“Gaza is nothing without the beach. It’s the only escape for the people.”
That’s a line from a Palestinian surfer in Gaza Surf Club, a 2016 film which documents an intergenerational and mixed-gender group of surfers in Gaza. On Friday, Nov. 17, the documentary screens in San Francisco and Berkeley as part of a grassroots effort to raise relief funds for families impacted by the ongoing conflict between Israel and Hamas.
The death toll from Israeli air strikes in Gaza surpassed 11,000 late last week, according to Gaza’s ministry of health. While the Israeli government has said its air strikes are a necessary response to the Oct. 7 attacks by Hamas that took around 240 people hostage and killed approximately 1,200 in Israel, a human rights expert from the U.N. has said the Israeli military’s current bombardment could soon amount to “ethnic cleansing.”
“This is about amplifying Palestinian voices, which aren’t very accessible right now,” says Yasmine El-Hage, a Bay Area surfer of Lebanese, Peruvian and Iranian descent who is co-organizing the San Francisco event. “Lives in the Middle East and for people of color worldwide aren’t valued equally in our discourse. We see the numbers [of deaths] rising to 11,000, but we need to be reminded that these are people with dreams, just like us.”

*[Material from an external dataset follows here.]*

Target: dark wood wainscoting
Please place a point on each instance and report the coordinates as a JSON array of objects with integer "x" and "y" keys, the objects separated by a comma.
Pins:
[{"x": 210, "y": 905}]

For El-Hage and her community of waveriders, that means cultivating a space for connection and discourse centered on a universal human need: access to water. El-Hage — who has volunteered her time as a member of an oil spill emergency response team, and who is active in advocating for clean water rights in San Francisco’s Bayview-Hunters Point community — has previously worked in refugee camps amid various crises. For her, surfing is an escape and a reflection of the human condition, regardless of where you stand on a map.